Zirconia-engineered semiconducting LDH/MgO composites on AZ31 Mg alloy for enhanced corrosion resistance
Mosab Kaseem, Talitha Tara Thanaa, Iqra Rabani, Zahra Sangarimotlagh, Arash Fattah‐alhosseini
Abstract
This work reports the fabrication of zirconia-engineered semiconducting CoFe-layered double hydroxide (CoFe-LDH) architectures on MgO layers formed by micro-arc oxidation (MAO) of AZ31 Mg alloys for enhanced corrosion protection. Two strategies were investigated: (i) incorporation of ZrO 2 nanoparticles during MAO and (ii) post-modification of LDH layers with ZrO 2 via hydrothermal treatment. ZrO 2 incorporation during MAO produced denser MgO layers that facilitated LDH nucleation, while post-treatment effectively sealed surface defects in the LDH matrix. Electrochemical tests demonstrated remarkable improvements: the corrosion current density decreased from 1.43 × 10 -6 A·cm -2 for MAO to 7.60 × 10 -10 A·cm -2 for LDH-ZrO 2 , accompanied by significant increases in both outer- and inner-layer resistances.
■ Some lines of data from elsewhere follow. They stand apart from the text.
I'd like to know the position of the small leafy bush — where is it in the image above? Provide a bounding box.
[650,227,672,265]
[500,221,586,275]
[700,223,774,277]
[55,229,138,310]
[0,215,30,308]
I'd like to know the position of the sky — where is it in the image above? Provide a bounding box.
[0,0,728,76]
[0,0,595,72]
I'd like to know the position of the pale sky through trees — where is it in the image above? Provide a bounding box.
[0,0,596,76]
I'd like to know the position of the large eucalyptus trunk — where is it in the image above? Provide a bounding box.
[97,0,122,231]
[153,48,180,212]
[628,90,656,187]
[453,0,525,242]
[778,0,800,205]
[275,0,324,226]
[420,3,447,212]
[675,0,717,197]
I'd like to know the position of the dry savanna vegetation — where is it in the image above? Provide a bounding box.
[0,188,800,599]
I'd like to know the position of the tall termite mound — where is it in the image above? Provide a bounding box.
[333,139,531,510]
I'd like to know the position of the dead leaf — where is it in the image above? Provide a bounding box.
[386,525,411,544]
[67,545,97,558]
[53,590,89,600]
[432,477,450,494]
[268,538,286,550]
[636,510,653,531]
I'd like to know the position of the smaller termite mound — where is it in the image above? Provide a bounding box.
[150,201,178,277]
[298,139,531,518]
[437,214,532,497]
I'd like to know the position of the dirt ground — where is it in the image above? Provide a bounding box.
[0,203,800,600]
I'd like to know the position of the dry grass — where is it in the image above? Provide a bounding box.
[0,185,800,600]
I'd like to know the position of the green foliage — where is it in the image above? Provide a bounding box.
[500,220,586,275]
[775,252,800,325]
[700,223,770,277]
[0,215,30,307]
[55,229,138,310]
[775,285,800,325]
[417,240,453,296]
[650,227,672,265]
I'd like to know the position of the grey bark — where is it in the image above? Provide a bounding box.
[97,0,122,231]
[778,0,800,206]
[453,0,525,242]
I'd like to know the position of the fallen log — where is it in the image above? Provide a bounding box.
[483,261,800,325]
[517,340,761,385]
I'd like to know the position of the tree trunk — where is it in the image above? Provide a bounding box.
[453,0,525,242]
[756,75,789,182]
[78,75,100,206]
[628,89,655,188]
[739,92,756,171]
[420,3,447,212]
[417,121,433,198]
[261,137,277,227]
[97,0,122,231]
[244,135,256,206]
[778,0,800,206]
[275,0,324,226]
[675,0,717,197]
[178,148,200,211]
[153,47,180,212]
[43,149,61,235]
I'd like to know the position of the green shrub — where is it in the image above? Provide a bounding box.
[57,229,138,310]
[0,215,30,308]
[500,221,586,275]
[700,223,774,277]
Mott–Schottky analysis confirmed that MAO and MAO-ZrO 2 coatings are predominantly p-type, while LDH-containing composites display dual p-/n-type behavior due to their heterogeneous layered structure. Mott–Schottky analysis further revealed that MAO and MAO-ZrO 2 coatings exhibit p-type behavior with relatively high carrier densities, while LDH-containing composites display dual p-/n-type responses due to their heterogeneous layered structure. Among these, LDH–ZrO 2 exhibited the lowest carrier density (1.102 × 10 12 cm -3 ), indicating the formation of a highly resistive electronic barrier that effectively suppresses charge transfer and chloride ingress. Density functional theory (DFT) calculations further confirmed the strong interfacial interactions between ZrO 2 particles and the LDH matrix, which contribute to enhanced structural stability and improved charge-blocking capability. Overall, zirconia-modified LDH hybrids act as compact semiconducting barriers that markedly improve magnesium alloy corrosion resistance in chloride-rich environments.